Computed tomography scans of the lumbar spines of 36 patients in our hospital were used. Sixteen males and 20 females with an average age of 65.5 ± 10.5 years (range: 46 to 83 years) were included. Three-dimensional reconstruction was performed using computer software. Screws with appropriate sizes were selected for the L1 to L5 vertebral segments, and traditional pedicle screws were placed using the standard method. After completing screw placement, simulated placement of CBT screws was performed separately. No overlap occurred between the two screws in the process of CBT screw placement, and the placement point and direction were adjusted until screw placement completion. After all screw placement simulations were complete, according to the contact area of the cortical bone of the screw trajectory and the screw puncture position and distance through the trajectory, the screw placement results were categorized as excellent, good, general, and failure. Excellent and good ratings were considered successful, while a general rating was regarded as acceptable. Then, the success rate and acceptable rate of each segment of the lumbar spine were calculated.
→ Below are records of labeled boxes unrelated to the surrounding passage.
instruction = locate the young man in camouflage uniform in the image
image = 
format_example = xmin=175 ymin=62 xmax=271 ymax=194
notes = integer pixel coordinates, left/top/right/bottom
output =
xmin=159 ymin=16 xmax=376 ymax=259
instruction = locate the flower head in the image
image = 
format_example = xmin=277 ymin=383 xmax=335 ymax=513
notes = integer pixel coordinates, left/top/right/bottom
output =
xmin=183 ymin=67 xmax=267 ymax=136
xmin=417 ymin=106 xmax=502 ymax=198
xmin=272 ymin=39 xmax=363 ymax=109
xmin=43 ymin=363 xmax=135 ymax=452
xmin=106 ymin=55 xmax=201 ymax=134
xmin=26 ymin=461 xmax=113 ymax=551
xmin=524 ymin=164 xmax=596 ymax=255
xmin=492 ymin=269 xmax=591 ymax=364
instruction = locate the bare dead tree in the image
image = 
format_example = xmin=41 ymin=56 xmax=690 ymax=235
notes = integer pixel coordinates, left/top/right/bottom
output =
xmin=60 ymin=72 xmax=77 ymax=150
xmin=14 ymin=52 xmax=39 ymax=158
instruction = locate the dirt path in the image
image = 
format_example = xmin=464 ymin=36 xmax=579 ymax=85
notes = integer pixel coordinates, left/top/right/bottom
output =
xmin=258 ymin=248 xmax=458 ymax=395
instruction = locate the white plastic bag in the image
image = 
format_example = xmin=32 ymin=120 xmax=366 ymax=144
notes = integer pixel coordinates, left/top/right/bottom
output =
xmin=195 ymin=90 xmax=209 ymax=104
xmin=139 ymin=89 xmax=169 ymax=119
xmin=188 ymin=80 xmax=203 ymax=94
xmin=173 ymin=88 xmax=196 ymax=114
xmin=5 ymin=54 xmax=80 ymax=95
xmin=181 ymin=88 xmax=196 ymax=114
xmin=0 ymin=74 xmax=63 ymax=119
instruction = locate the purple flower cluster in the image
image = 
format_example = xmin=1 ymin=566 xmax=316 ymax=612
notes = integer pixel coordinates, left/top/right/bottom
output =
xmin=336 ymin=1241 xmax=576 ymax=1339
Three hundred and sixty screw placement simulations were performed in lumbar pedicles, and 72 CBT screws were implanted in each vertebral body of the lumbar spine. The success rates in the L1 to L5 segments were 73.6%, 80.6%, 83.3%, 88.9%, and 77.8%, respectively, and the acceptable rates were 91.7%, 97.2%, 97.2%, 100%, and 91.7%, respectively. The overall success rate and acceptable rate of CBT screw placement in the lumbar spine were 80.8% and 95.6%, respectively.
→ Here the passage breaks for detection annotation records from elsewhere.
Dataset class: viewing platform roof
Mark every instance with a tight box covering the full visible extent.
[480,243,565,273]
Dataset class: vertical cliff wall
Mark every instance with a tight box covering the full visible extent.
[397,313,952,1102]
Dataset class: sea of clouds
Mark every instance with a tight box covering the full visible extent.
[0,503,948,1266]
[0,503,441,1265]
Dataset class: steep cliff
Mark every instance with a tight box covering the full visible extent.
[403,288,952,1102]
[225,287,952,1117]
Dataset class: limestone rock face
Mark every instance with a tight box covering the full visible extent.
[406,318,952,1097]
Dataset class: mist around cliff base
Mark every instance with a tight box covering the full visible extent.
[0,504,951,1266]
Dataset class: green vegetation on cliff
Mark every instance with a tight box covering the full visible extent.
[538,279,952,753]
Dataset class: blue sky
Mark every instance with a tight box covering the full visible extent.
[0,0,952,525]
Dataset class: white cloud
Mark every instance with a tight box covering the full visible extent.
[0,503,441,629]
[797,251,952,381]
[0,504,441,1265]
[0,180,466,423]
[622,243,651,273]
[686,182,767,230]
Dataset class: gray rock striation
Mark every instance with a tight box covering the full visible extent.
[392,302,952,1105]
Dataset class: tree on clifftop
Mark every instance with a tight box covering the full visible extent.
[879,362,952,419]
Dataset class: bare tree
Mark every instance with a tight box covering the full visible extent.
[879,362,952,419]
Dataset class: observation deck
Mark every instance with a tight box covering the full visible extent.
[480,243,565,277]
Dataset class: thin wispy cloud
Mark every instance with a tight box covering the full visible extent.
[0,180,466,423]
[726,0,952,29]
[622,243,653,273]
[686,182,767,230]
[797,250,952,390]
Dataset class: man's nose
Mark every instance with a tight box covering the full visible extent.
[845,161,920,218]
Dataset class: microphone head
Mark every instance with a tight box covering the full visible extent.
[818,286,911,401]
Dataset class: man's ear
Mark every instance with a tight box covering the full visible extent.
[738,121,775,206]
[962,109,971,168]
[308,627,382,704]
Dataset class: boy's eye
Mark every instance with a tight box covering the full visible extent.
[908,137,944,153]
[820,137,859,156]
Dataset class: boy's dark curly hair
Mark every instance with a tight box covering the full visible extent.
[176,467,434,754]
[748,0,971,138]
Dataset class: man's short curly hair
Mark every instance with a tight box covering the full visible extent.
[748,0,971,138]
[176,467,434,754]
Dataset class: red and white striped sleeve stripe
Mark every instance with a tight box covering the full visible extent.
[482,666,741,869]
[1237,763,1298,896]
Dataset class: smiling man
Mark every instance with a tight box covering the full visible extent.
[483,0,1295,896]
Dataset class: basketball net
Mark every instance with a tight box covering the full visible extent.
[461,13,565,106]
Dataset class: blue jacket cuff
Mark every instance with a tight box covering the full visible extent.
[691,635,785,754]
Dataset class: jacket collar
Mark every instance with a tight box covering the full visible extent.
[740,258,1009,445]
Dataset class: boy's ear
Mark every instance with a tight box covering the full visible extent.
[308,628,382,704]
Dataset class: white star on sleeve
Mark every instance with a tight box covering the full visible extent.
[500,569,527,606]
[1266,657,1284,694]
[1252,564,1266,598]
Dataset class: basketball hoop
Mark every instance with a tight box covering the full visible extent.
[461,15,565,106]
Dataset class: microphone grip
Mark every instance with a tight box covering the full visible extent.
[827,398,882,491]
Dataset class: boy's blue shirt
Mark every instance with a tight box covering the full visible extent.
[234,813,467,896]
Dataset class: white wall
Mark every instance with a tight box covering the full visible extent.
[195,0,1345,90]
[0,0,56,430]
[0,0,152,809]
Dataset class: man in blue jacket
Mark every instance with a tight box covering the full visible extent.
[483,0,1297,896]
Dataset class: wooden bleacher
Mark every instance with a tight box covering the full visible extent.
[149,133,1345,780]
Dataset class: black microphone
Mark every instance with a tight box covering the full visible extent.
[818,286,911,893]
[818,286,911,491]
CBT screws are feasible for bridging fixation in lumbar adjacent segment degeneration revision surgery, and the accuracy of screw placement in different lumbar vertebrae varies.
探讨皮质骨轨迹(CBT)螺钉在腰椎相邻节段退变翻修手术中进行桥接固定的可行性,为临床实践提供参考。
采用我院36例患者的腰椎计算机断层扫描。纳入16例男性和20例女性,平均年龄65.5±10.5岁(范围:46至83岁)。使用计算机软件进行三维重建。为L1至L5椎体节段选择合适尺寸的螺钉,并采用标准方法置入传统椎弓根螺钉。完成螺钉置入后,分别进行CBT螺钉的模拟置入。在CBT螺钉置入过程中,两枚螺钉之间不发生重叠,并调整置入点和方向直至螺钉置入完成。所有螺钉置入模拟完成后,根据螺钉轨迹皮质骨的接触面积以及螺钉穿刺轨迹的位置和距离,将螺钉置入结果分为优、良、一般和失败。优和良等级视为成功,一般等级视为可接受。然后计算腰椎各节段的成功率和可接受率。
在腰椎椎弓根进行了360次螺钉置入模拟,腰椎每个椎体植入72枚CBT螺钉。L1至L5节段的成功率分别为73.6%、80.6%、83.3%、88.9%和77.8%,可接受率分别为91.7%、97.2%、97.2%、100%和91.7%。腰椎CBT螺钉置入的总体成功率和可接受率分别为80.8%和95.6%。
CBT螺钉在腰椎相邻节段退变翻修手术中进行桥接固定是可行的,不同腰椎节段螺钉置入的准确性有所差异。